# Missing Values

Missing values are pretty common in data cleaning activities. And, missing values can be there for any number of reasons. For instance, if you are running a survey and a respondant didn't answer a question the missing value is actually an omission.

This kind of missing data is called **Missing at Random**. There's no physical or logic reason why the data is missing, in fact you could probably use other variables to predict it.

If there is no relationship to other variables, then we call this data **Missing Completely at Random (MCAR)**.
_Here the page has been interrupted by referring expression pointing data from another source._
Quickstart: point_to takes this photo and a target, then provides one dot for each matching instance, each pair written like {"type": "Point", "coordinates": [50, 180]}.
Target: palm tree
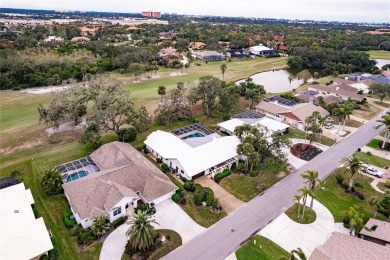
{"type": "Point", "coordinates": [298, 198]}
{"type": "Point", "coordinates": [311, 177]}
{"type": "Point", "coordinates": [297, 254]}
{"type": "Point", "coordinates": [223, 69]}
{"type": "Point", "coordinates": [385, 121]}
{"type": "Point", "coordinates": [376, 203]}
{"type": "Point", "coordinates": [141, 233]}
{"type": "Point", "coordinates": [354, 166]}
{"type": "Point", "coordinates": [161, 91]}
{"type": "Point", "coordinates": [305, 192]}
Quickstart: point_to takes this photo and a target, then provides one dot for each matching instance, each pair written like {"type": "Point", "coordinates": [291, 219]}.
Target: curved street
{"type": "Point", "coordinates": [227, 235]}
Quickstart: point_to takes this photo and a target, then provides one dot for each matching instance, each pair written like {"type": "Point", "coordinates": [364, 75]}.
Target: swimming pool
{"type": "Point", "coordinates": [76, 175]}
{"type": "Point", "coordinates": [194, 135]}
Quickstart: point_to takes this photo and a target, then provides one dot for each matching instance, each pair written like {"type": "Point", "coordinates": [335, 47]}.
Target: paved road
{"type": "Point", "coordinates": [231, 232]}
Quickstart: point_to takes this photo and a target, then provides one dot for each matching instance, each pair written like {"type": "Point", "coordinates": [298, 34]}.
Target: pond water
{"type": "Point", "coordinates": [275, 81]}
{"type": "Point", "coordinates": [381, 62]}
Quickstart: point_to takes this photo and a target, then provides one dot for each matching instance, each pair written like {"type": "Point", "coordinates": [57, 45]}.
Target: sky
{"type": "Point", "coordinates": [329, 10]}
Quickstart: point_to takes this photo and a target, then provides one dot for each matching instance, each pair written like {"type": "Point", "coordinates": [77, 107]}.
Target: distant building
{"type": "Point", "coordinates": [151, 14]}
{"type": "Point", "coordinates": [209, 55]}
{"type": "Point", "coordinates": [22, 236]}
{"type": "Point", "coordinates": [53, 39]}
{"type": "Point", "coordinates": [376, 231]}
{"type": "Point", "coordinates": [237, 53]}
{"type": "Point", "coordinates": [261, 50]}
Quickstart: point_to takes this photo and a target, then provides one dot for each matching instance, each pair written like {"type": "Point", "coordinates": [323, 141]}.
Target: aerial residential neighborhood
{"type": "Point", "coordinates": [186, 130]}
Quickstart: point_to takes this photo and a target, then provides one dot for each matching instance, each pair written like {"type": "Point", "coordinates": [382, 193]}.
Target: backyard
{"type": "Point", "coordinates": [261, 248]}
{"type": "Point", "coordinates": [245, 187]}
{"type": "Point", "coordinates": [332, 196]}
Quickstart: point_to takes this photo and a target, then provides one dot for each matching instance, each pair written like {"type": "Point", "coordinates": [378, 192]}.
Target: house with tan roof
{"type": "Point", "coordinates": [376, 231]}
{"type": "Point", "coordinates": [125, 178]}
{"type": "Point", "coordinates": [345, 247]}
{"type": "Point", "coordinates": [292, 113]}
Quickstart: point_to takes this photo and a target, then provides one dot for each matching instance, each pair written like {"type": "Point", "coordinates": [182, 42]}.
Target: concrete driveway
{"type": "Point", "coordinates": [227, 200]}
{"type": "Point", "coordinates": [169, 215]}
{"type": "Point", "coordinates": [290, 235]}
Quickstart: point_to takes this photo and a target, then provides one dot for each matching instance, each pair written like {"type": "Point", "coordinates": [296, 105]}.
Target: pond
{"type": "Point", "coordinates": [381, 62]}
{"type": "Point", "coordinates": [275, 81]}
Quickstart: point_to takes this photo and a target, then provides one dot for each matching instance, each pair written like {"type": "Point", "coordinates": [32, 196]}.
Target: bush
{"type": "Point", "coordinates": [74, 231]}
{"type": "Point", "coordinates": [189, 186]}
{"type": "Point", "coordinates": [85, 237]}
{"type": "Point", "coordinates": [176, 198]}
{"type": "Point", "coordinates": [254, 173]}
{"type": "Point", "coordinates": [127, 134]}
{"type": "Point", "coordinates": [164, 167]}
{"type": "Point", "coordinates": [218, 177]}
{"type": "Point", "coordinates": [69, 222]}
{"type": "Point", "coordinates": [340, 178]}
{"type": "Point", "coordinates": [116, 223]}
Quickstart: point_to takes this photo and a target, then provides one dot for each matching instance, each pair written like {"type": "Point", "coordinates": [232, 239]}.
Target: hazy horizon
{"type": "Point", "coordinates": [328, 10]}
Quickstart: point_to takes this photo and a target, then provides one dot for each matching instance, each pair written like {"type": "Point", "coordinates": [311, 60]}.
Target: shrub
{"type": "Point", "coordinates": [340, 178]}
{"type": "Point", "coordinates": [116, 223]}
{"type": "Point", "coordinates": [69, 222]}
{"type": "Point", "coordinates": [164, 167]}
{"type": "Point", "coordinates": [127, 134]}
{"type": "Point", "coordinates": [176, 198]}
{"type": "Point", "coordinates": [74, 231]}
{"type": "Point", "coordinates": [52, 182]}
{"type": "Point", "coordinates": [218, 177]}
{"type": "Point", "coordinates": [189, 186]}
{"type": "Point", "coordinates": [85, 237]}
{"type": "Point", "coordinates": [55, 252]}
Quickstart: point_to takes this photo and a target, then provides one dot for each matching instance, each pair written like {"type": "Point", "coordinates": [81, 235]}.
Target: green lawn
{"type": "Point", "coordinates": [383, 104]}
{"type": "Point", "coordinates": [295, 133]}
{"type": "Point", "coordinates": [204, 216]}
{"type": "Point", "coordinates": [264, 249]}
{"type": "Point", "coordinates": [337, 200]}
{"type": "Point", "coordinates": [245, 187]}
{"type": "Point", "coordinates": [309, 217]}
{"type": "Point", "coordinates": [374, 160]}
{"type": "Point", "coordinates": [379, 54]}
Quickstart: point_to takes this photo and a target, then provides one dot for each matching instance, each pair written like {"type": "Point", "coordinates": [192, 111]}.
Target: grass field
{"type": "Point", "coordinates": [309, 217]}
{"type": "Point", "coordinates": [379, 54]}
{"type": "Point", "coordinates": [374, 160]}
{"type": "Point", "coordinates": [337, 200]}
{"type": "Point", "coordinates": [264, 249]}
{"type": "Point", "coordinates": [245, 187]}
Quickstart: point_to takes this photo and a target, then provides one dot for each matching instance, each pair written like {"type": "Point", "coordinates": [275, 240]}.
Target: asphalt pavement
{"type": "Point", "coordinates": [228, 234]}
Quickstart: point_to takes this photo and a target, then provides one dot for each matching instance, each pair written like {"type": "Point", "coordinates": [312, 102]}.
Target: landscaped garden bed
{"type": "Point", "coordinates": [305, 151]}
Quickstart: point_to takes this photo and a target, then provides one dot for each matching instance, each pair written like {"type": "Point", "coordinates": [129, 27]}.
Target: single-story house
{"type": "Point", "coordinates": [53, 39]}
{"type": "Point", "coordinates": [272, 125]}
{"type": "Point", "coordinates": [125, 178]}
{"type": "Point", "coordinates": [261, 50]}
{"type": "Point", "coordinates": [293, 115]}
{"type": "Point", "coordinates": [190, 162]}
{"type": "Point", "coordinates": [376, 231]}
{"type": "Point", "coordinates": [197, 45]}
{"type": "Point", "coordinates": [209, 56]}
{"type": "Point", "coordinates": [22, 236]}
{"type": "Point", "coordinates": [339, 90]}
{"type": "Point", "coordinates": [340, 246]}
{"type": "Point", "coordinates": [237, 53]}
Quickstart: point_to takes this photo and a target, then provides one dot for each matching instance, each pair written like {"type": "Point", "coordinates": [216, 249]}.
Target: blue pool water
{"type": "Point", "coordinates": [192, 136]}
{"type": "Point", "coordinates": [76, 175]}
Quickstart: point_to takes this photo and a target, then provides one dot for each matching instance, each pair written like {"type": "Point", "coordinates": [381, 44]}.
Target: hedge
{"type": "Point", "coordinates": [222, 175]}
{"type": "Point", "coordinates": [69, 222]}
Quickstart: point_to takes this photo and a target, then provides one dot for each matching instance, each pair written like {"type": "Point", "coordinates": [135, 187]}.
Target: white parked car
{"type": "Point", "coordinates": [329, 125]}
{"type": "Point", "coordinates": [372, 171]}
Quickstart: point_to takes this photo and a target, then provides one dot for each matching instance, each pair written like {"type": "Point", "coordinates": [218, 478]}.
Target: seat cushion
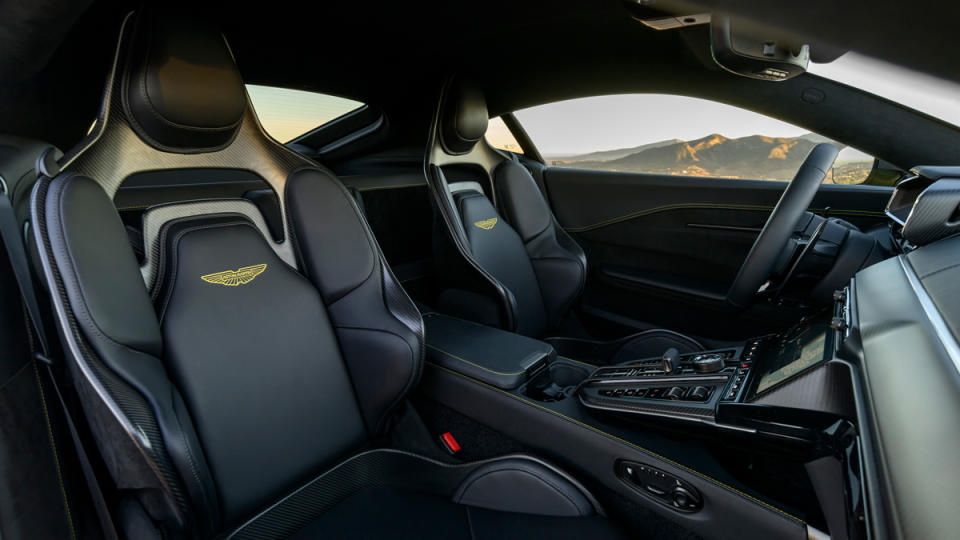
{"type": "Point", "coordinates": [394, 513]}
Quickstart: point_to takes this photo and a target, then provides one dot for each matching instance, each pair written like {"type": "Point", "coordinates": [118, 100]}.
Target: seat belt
{"type": "Point", "coordinates": [16, 251]}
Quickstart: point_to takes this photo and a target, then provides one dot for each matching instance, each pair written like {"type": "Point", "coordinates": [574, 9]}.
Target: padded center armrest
{"type": "Point", "coordinates": [496, 357]}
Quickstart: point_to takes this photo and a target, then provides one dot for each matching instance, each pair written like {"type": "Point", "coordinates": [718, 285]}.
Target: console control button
{"type": "Point", "coordinates": [674, 393]}
{"type": "Point", "coordinates": [661, 486]}
{"type": "Point", "coordinates": [707, 363]}
{"type": "Point", "coordinates": [698, 393]}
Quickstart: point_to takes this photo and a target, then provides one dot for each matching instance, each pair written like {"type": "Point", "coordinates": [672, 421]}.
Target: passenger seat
{"type": "Point", "coordinates": [237, 385]}
{"type": "Point", "coordinates": [536, 270]}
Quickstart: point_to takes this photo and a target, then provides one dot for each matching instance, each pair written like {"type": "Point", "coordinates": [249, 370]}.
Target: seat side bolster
{"type": "Point", "coordinates": [559, 262]}
{"type": "Point", "coordinates": [379, 328]}
{"type": "Point", "coordinates": [118, 336]}
{"type": "Point", "coordinates": [524, 485]}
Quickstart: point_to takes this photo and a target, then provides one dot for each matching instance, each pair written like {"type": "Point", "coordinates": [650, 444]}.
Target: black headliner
{"type": "Point", "coordinates": [395, 56]}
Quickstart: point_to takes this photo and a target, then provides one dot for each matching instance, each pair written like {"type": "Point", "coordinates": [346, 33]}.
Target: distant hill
{"type": "Point", "coordinates": [754, 157]}
{"type": "Point", "coordinates": [607, 155]}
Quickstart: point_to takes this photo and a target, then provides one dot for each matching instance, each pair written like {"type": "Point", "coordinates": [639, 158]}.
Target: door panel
{"type": "Point", "coordinates": [663, 250]}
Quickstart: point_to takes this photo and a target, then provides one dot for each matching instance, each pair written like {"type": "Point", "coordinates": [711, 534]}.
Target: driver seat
{"type": "Point", "coordinates": [535, 268]}
{"type": "Point", "coordinates": [236, 385]}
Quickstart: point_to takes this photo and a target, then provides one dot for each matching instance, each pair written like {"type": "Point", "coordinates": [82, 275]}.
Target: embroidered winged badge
{"type": "Point", "coordinates": [486, 224]}
{"type": "Point", "coordinates": [232, 278]}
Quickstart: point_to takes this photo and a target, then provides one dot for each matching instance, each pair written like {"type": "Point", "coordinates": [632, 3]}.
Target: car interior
{"type": "Point", "coordinates": [373, 270]}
These are just two examples of missing data, and there are many more. For instance, data might be missing because it wasn't collected, either by the process responsible for collecting that data, such as a researcher, or because it wouldn't make sense if it were collected. This last example is extremely common when you start joining DataFrames together from multiple sources, such as joining a list of people at a university with a list of offices in the university (students generally don't have offices).

Let's look at some ways of handling missing data.

In [1]:
import qualified DataFrame as D

Python has a number of ways of representing missingness (nan, None etc). And you typically see if data is missing by counting the occurences of the values that represent missingness.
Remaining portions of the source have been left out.